The DHSC also launched a consultation last month seeking views on changes to CQC regulations.

As it stands, the regulations that give CQC power to oversee services are set to expire in 2025 but the Government is proposing to remove this in favour of five-yearly reviews.

It said that the purpose of removing the expiry date is to ‘ensure CQC continues to have regulatory oversight’ of the health and care sector, and inserting a five-yearly review clause would mean ‘regular reviews’ of the regulations to ensure ‘they remain fit for purpose’.

The CQC started to roll out its new assessment framework from November last year.

It currently still uses five key questions (safe, effective, caring, responsive and well-led) and a four-point ratings scale (outstanding, good, requires improvement and inadequate) but as part of the changes, the CQC introduced six new ‘evidence categories’ to organise information under the statements.

These new categories include people’s experience of health and care services, feedback from staff and leaders, feedback from partners, observation, processes and outcomes.

Last year, the CQC was criticised for quoting a lack of capacity to meet patient demand among the reasons for placing a group of GP practices in special measures.



Please note, only GPs are permitted to add comments to articles

Nick Mann 8 May, 2024 7:04 pm

Review by Dash to include more regulation for ‘cultural and sporting’ events/activities. Particular reference to private ambulance providers and a passing reference to their use of unqualified staff in medical roles. However, the Government justifies increased CQC regulation stating:
“This unregulated care has, in some cases, resulted in serious harm to individuals receiving treatment.” …but the reference doesn’t find anything of the sort.

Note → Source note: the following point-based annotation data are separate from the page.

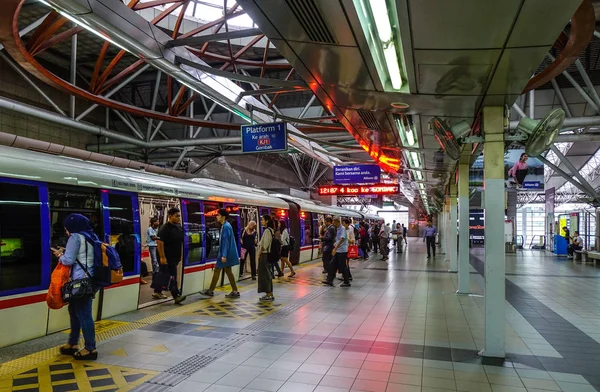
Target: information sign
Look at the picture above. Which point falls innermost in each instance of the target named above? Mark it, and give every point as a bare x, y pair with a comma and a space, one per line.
356, 174
357, 190
270, 137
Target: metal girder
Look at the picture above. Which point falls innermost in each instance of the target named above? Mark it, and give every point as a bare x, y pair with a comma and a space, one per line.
240, 77
202, 39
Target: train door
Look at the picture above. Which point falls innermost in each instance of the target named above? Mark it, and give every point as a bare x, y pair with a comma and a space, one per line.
192, 213
152, 207
248, 214
120, 213
63, 201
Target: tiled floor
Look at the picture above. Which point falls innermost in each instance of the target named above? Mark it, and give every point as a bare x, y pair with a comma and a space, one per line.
400, 327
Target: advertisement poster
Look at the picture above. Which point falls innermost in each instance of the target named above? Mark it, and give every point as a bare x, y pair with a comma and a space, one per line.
520, 172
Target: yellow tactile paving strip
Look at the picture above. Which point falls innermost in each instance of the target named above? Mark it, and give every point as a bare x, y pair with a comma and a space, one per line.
108, 329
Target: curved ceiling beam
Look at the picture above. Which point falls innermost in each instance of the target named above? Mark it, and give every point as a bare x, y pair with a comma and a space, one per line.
583, 24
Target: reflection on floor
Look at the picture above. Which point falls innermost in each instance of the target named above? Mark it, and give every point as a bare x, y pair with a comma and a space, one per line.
400, 327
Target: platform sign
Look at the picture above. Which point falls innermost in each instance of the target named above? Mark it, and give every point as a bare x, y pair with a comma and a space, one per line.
358, 190
259, 138
356, 174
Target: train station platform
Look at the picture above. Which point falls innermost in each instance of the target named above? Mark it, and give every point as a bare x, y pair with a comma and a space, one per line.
400, 327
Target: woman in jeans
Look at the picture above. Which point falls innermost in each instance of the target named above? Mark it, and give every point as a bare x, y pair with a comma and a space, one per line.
249, 240
285, 249
80, 311
265, 279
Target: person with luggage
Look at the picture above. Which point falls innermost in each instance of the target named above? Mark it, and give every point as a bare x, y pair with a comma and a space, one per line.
265, 278
227, 257
170, 249
249, 241
79, 255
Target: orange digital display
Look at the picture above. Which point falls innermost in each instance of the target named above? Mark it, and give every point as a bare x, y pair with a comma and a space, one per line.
358, 190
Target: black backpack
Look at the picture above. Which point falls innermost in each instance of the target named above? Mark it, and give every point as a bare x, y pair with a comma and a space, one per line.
275, 252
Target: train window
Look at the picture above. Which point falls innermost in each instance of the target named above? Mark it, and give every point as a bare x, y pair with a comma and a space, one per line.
64, 201
20, 237
212, 229
194, 230
122, 234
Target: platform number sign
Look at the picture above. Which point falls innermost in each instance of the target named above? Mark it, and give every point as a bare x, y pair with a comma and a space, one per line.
261, 138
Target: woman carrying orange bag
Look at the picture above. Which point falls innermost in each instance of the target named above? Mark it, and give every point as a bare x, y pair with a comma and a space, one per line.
60, 276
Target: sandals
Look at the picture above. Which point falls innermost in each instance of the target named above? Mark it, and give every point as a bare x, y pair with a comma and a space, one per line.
90, 356
64, 350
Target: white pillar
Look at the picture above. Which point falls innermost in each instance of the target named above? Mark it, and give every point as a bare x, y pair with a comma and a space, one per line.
464, 265
494, 204
452, 230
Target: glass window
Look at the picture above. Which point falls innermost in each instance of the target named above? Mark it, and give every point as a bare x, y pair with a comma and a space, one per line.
20, 237
122, 234
213, 232
194, 230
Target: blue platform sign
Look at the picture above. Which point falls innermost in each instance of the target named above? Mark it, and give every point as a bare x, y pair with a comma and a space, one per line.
356, 174
270, 137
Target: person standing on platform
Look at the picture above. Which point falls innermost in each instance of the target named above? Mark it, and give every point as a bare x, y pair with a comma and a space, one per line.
227, 257
265, 278
576, 245
151, 237
340, 255
249, 241
429, 237
170, 246
77, 254
384, 238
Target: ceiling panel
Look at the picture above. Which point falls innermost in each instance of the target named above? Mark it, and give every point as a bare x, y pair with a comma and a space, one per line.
461, 24
540, 20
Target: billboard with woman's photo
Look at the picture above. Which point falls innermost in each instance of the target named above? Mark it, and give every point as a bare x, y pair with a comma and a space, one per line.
520, 171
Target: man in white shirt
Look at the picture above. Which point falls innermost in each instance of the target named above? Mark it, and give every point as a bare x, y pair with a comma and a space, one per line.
576, 245
384, 236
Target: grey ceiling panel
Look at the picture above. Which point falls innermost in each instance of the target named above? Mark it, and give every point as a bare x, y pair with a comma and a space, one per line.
539, 20
461, 24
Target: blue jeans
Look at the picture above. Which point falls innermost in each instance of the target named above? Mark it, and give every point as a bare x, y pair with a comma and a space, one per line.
154, 257
80, 313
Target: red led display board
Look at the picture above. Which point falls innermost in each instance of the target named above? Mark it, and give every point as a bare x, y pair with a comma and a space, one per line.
357, 190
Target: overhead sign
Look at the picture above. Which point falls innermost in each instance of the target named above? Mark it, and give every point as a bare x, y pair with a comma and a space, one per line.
356, 174
264, 137
358, 190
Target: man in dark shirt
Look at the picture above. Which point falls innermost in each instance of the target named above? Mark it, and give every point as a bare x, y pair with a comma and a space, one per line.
170, 243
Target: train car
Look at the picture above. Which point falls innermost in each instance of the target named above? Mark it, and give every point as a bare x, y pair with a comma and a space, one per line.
38, 190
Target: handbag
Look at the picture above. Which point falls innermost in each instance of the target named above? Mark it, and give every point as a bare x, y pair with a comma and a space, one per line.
77, 289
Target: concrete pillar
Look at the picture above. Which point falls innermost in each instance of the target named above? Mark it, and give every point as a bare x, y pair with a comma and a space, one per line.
464, 265
452, 251
493, 174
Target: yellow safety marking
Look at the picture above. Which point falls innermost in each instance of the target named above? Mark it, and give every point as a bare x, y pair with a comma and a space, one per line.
105, 325
79, 376
15, 366
160, 349
119, 353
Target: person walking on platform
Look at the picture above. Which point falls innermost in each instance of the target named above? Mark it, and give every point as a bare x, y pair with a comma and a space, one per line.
77, 254
285, 249
226, 258
249, 241
384, 238
340, 255
375, 237
265, 278
170, 245
429, 235
576, 245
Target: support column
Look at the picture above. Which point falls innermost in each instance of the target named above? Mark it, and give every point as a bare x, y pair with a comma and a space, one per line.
453, 253
494, 204
464, 265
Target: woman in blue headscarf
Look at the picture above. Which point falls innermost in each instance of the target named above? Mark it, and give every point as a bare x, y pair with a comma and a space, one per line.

I’m not against proper regulation of private ambulance providers, but I lack the trust in decisions by DHSC, the documents provided – or the appointed review by NWL Penny Dash’s McKinsey connection. Governance with zero buy-in – great leadership.

Ps: CQC will not regulate safety of unqualified staff who perform medical roles in outsourced private ambulances (suggesting eg treatment of patients with epileptic seizures). Make it make sense.

Bonglim Bong 8 May, 2024 8:53 pm

Currently totally unfit for purpose. Registering a new organisation now takes way too long. Applications in October were told 12 weeks – but are only just getting to the top of the pile – which is more than twice as long.

A practice failing that much would be inadequate, in special measures, and possibly shut down.

Jonathan Heatley 9 May, 2024 5:49 am

I was tempted to set up a new primary care service (private) and won’t consider it, due to the regulatory CQC load, It is stifling innovation, which our failing health service badly needs

Yes Man 9 May, 2024 7:06 am

@ Jonathan Heatley, stifling innovation is the main objective.

Rogue 1 9 May, 2024 9:46 am

The NHS isnt just in decline its in free-fall. All quangos like this do is add more bricks to the empty parachute bag!

Just Your Average Joe 9 May, 2024 7:07 pm

CQC is set up with unrealistic and ridiculously high expectations, that if policed to the level demonstrated in some inspections would lead to the risk of closure of many practices. They expect audit standards no-one with any understanding of audit and reality would expect to be achieved.

Anything over 90% in achievement should merit an outstanding, especially in the environment coming out of a worldwide pandemic. Nope, I’ve heard of inspectors expecting 100% targets to be hit, with shaming where this has not been done, due to patient compliance or difficulty reaching patients despite attempts to call them in.

Lets all have realistic, safe targets that can be hit and reset the bar of CQC to be good enough, not perfect.

Cameron Wilson 9 May, 2024 8:57 pm

Should be a simple exercise- Scotland doesn’t have this nonsense and Practices there are hardly falling into Gamorrah!
However, suspect that control is the issue rather than being objective. How any self respecting GP could work for them beats me!

David Turner 10 May, 2024 9:57 am

It couldn’t happen to a nicer organisation

Yes Man 10 May, 2024 12:27 pm

CQC is not fit for purpose. They cannot shut a single surgery down fearing the domino effect to the surrounding ones. A toothless dog I say and we all know it.